Exhibitions
Free Exhibition – Georgia O’Keeffe
This new display will showcase 21 photogravures of drawings produced by the artist between 1915-1963, reflecting the period in which O’Keeffe established herself as a major figure in American Modernism.
Renowned for her distinctive balance of abstraction with figuration and her tenacity in pursuing her innovative style, Georgia O’Keeffe (1887-1986) is one of the most important artists in 20th Century American art. Her iconic works of organic forms – including flowers and bones – surreal abstractions, rural landscapes and urban cityscapes uniquely captured the experience of her environment and broke new ground for women artists.
Although best known as a painter, drawing was central to O’Keeffe’s practice. It was her pivotal charcoal abstractions which secured her inaugural exhibitions in 1916-17, organised by the prominent photographer and gallerist Alfred Stieglitz, who later became her husband. She used drawing as a language to evoke important moments and emotions – the curve of a flower petal, a desert horizon, the wave of one’s hair, or the flow of a winding road.
The works in this display demonstrate O’Keeffe’s distinctive style and chart the key trajectories and motifs in her practice. Photogravure is a printmaking process that produces etchings with the tone and detail of a photograph through exposure onto a copper plate. The exhibition includes nine prints of her earliest charcoal abstracts alongside works originally rendered in pencil and watercolour, capturing subjects ranging from the artist’s early morning excursions with her sister, to surreal still lifes of seashells, banana flowers and animal horns.

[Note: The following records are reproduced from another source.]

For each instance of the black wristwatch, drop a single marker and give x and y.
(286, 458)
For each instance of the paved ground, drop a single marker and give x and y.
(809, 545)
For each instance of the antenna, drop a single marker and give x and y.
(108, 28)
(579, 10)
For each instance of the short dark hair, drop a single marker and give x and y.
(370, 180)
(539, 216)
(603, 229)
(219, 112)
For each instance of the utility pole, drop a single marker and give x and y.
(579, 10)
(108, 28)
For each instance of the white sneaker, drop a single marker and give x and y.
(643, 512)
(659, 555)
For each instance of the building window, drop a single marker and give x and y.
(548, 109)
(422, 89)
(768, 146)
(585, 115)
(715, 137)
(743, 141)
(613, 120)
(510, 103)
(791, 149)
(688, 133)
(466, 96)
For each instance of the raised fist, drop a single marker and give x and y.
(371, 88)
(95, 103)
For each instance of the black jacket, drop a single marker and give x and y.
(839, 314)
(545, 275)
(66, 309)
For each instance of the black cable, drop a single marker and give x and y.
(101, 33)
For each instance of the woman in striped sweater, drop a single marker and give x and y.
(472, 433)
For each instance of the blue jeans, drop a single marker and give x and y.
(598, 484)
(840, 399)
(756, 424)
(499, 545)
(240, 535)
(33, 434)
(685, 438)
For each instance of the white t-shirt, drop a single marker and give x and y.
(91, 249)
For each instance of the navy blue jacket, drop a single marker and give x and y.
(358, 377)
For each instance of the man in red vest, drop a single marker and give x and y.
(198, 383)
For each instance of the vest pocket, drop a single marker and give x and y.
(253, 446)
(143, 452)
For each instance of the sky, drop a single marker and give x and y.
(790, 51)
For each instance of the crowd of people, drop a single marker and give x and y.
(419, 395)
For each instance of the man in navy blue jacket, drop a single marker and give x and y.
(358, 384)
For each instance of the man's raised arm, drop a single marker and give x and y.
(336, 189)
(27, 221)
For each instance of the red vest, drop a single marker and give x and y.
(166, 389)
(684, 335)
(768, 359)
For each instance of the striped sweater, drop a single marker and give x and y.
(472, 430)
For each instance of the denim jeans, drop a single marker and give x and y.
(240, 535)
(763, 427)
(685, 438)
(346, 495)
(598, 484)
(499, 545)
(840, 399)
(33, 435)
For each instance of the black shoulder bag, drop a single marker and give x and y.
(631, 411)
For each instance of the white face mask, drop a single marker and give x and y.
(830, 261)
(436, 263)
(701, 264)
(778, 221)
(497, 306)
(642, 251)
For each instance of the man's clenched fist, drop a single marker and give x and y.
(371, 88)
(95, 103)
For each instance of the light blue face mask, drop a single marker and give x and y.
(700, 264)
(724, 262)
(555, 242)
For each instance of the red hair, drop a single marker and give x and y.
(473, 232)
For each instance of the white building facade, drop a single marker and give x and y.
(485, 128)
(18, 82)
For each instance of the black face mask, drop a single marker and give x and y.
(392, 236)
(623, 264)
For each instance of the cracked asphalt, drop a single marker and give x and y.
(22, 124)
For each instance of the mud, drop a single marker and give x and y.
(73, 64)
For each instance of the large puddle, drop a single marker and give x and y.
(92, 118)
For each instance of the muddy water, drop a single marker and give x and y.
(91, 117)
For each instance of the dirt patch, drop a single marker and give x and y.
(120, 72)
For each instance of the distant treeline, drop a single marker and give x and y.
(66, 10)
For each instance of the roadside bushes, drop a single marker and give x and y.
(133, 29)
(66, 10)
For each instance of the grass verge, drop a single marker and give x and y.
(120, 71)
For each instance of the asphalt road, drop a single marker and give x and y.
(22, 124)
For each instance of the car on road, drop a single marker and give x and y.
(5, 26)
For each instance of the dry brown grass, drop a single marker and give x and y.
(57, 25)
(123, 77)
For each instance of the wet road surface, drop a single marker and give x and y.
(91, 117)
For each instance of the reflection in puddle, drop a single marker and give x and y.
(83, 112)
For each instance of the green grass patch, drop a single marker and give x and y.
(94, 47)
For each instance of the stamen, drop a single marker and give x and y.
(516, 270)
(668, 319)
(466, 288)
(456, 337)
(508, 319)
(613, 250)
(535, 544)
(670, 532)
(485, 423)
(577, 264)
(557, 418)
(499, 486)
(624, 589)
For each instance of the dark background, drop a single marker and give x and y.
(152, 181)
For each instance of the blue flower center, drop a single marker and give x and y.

Together, these important documents reflect a formative collection that O’Keeffe produced with her agent and long-term friend Doris Bry.
Displayed alongside her drawings, exhibition texts will also recall the artist’s own commentary – sourced from a fragmentary but often poetic text she published alongside the collection – about why she made these drawings.
The exhibition will be on display at the Haverhill Arts Centre studio from Saturday 22 June to Sunday 21 July.